Dans ce cadre nous retrouvons une série de courants qui vont se différencier par leur degré de rupture avec les schémas néoclassiques, keynésiens ou marxistes traditionnels.

Ainsi en est-il :

·      …du courant radical américain mettant en avant des questions aussi importantes que celles de la gestion des ressources non renouvelables (en fait, l'écologie) ou celle du statut du travail et des travailleurs dans un monde dominé par les modéles tayloriens et fordiens…
·      …des courants opéraistes italiens insistant sur le rôle de l'Etat et sur l'autonomie des travailleurs…
·      …des néo-institutionnalistes anglo-saxons essayant d'expliquer l'évolution de nos sociétés par le biais des institutions qu'elles se donnent, institutions matérialisant les oppositions sociale...
·      et des théories de la régulation nées en France autour de deux pôles "géographiques", Paris et Grenoble...
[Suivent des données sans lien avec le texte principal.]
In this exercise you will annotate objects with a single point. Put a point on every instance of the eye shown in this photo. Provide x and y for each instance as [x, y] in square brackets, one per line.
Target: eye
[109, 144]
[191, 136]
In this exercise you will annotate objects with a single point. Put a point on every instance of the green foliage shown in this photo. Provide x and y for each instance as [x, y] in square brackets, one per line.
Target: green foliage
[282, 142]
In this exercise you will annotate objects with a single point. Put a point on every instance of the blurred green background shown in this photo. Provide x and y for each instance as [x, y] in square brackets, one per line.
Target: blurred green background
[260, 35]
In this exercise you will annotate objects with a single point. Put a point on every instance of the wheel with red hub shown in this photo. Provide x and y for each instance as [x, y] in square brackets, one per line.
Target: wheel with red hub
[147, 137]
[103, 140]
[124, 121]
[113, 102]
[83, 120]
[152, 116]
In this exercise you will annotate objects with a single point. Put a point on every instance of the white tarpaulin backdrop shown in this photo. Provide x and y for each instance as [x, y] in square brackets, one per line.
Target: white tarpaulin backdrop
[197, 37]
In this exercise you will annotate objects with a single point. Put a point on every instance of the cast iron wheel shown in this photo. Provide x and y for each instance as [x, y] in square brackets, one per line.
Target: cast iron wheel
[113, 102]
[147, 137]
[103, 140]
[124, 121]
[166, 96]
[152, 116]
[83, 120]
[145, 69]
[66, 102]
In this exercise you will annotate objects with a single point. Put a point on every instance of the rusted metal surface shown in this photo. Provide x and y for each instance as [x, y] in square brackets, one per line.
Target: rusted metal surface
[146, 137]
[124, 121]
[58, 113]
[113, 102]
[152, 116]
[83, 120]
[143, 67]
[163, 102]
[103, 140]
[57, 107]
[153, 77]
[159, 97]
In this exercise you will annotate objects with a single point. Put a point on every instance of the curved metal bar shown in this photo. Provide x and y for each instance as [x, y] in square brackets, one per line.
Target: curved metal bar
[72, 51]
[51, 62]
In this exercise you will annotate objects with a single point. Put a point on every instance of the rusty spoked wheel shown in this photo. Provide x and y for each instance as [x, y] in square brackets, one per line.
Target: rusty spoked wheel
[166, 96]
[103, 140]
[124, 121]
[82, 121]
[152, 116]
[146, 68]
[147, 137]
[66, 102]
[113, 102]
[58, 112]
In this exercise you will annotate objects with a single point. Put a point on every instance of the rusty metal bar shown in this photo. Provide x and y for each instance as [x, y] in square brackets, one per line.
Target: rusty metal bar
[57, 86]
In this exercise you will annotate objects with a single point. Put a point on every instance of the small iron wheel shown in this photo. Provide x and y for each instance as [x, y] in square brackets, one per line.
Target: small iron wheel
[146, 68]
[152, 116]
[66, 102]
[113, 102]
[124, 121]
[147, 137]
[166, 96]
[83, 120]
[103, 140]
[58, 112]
Pour conclure, une petite citation posant le problème de la notion de "scientifique" :

"On constate que, dans certaines sociétés, des sciences se constituent au sein de groupes isolés, en lutte contre des systèmes préscientifiques que d’autres groupes, souvent plus puissants, tiennent généralement pour normaux.
Les groupes ayant atteint le stade de la pensée scientifique sont tout d’abord des groupes qui critiquent ou rejettent les représentations collectives dominantes dans leur société, même si elles s’appuient sur des autorités reconnues, parce qu’ils ont constaté grâce à des expérimentations systématiques, qu’elles ne correspondent pas aux traits observés.
En d’autres termes, les scientifiques sont des chasseurs de mythes. En s’appuyant sur l’observation des faits, il s’efforcent de remplacer les images subjectives des complexes événementiels, les mythes, les croyances et les spéculations métaphysiques par des théories, c’est-à-dire des modèles de relation que l’observation peut vérifier, corroborer et corriger.
Cette chasse aux mythes, la dénonciation comme non fondées dans les faits des mythes véhiculant des représentations : voilà la tâche des sciences."